En otro lugar habría un trigal, ordenadas columnas de maíz o un mar leñoso coronado de nubes blancas… pero no allí.
Ante mis ojos, bajo un cielo limpio e intenso, se extiende una inmensa planicie cubierta de altas hierbas verdes con la huella hendida de un río. Allá al final, en el reino brumoso del horizonte, murallas de viejos dioses se alzan en paredes de roca escarpada.
Descargo el pesado mazo y el choque resuena por todo el valle. La estaca hiere la tierra afianzándose.
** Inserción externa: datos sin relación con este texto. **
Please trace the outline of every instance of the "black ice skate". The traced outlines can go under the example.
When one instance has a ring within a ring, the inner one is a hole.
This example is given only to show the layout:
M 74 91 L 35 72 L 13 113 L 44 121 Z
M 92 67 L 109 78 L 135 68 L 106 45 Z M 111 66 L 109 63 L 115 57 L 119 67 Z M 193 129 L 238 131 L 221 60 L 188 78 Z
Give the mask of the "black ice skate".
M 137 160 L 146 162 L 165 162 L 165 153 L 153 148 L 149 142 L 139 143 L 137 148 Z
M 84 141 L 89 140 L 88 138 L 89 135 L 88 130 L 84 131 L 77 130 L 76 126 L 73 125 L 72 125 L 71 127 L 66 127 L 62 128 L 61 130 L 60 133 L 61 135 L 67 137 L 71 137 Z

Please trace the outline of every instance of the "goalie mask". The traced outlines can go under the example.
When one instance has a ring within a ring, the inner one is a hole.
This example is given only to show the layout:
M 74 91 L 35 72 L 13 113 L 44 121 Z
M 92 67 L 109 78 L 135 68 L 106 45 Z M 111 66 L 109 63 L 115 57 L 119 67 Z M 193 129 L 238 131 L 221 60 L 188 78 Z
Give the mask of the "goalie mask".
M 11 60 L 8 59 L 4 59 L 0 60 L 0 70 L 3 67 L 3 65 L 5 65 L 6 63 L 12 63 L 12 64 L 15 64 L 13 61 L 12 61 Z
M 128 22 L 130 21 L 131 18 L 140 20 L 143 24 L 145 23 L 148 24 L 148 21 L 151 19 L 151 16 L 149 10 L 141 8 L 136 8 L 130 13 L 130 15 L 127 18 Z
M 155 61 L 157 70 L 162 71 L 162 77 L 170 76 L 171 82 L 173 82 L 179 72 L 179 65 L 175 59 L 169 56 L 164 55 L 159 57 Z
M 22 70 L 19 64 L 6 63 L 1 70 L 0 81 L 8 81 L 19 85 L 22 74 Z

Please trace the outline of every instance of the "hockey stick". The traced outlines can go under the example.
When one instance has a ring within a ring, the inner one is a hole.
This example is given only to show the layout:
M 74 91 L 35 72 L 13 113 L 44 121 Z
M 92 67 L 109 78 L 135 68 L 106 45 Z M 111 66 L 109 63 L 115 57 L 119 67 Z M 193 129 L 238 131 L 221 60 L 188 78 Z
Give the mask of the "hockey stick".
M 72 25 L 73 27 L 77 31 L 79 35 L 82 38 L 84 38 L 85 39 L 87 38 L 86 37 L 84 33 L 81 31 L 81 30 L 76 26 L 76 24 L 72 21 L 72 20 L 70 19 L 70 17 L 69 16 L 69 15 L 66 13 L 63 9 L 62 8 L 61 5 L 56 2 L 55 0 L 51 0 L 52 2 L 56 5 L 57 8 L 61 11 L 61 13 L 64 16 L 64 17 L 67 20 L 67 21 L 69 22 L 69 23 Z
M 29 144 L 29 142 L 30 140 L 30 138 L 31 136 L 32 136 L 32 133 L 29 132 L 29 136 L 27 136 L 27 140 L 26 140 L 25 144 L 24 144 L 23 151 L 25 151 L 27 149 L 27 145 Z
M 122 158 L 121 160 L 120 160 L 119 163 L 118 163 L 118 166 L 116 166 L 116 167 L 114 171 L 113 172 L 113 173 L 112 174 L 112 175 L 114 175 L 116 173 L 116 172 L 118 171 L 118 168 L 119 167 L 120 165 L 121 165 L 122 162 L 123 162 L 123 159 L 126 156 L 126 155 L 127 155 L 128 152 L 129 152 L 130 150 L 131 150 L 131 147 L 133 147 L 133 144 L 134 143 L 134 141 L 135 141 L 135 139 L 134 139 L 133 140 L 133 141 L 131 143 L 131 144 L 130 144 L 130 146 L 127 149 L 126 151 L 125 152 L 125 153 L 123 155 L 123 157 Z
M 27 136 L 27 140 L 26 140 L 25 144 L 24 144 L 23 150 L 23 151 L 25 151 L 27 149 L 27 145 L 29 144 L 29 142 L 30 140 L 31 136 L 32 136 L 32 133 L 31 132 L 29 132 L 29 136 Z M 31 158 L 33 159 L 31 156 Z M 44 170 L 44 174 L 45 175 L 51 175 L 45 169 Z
Con cada golpe visualizo lo que ha de ser: el cerco para los animales, el huerto, la casa, los establos… incluso el barracón para los posibles trabajadores se yergue ante mis ojos cansados, irritados por el sudor.
Continúo clavando maderas hasta que el cerco queda cerrado y miro con orgullo el trabajo. Allí en pie, apoyado en el mazo, con la brisa enfriando el sudor, pienso en cómo este espacio, por el mero hecho de estar acotado, ha pasado a formar parte de una realidad distinta; una zona estanca, artificial y vacía, donde todo permanece bien atado y solo cabe un único proyecto que hay que proteger.
El sonido del valle llama mi atención, me detengo y observo. Admiro la vasta belleza que me hizo parar de caminar: la tierra, las rocas, el suave rumor del río y el inmenso mar de hierba que ondea en azules mecido por la brisa fresca.
Y pienso que en otro sitio este magnífico lugar podría haber sido un trigal, ordenadas columnas de maíz o un mar leñoso de nubes blancas…
pero no aquí.
Empuño con fuerza el mazo y golpeo de lado a la primera de las estacas que con un crujido comienza a ceder.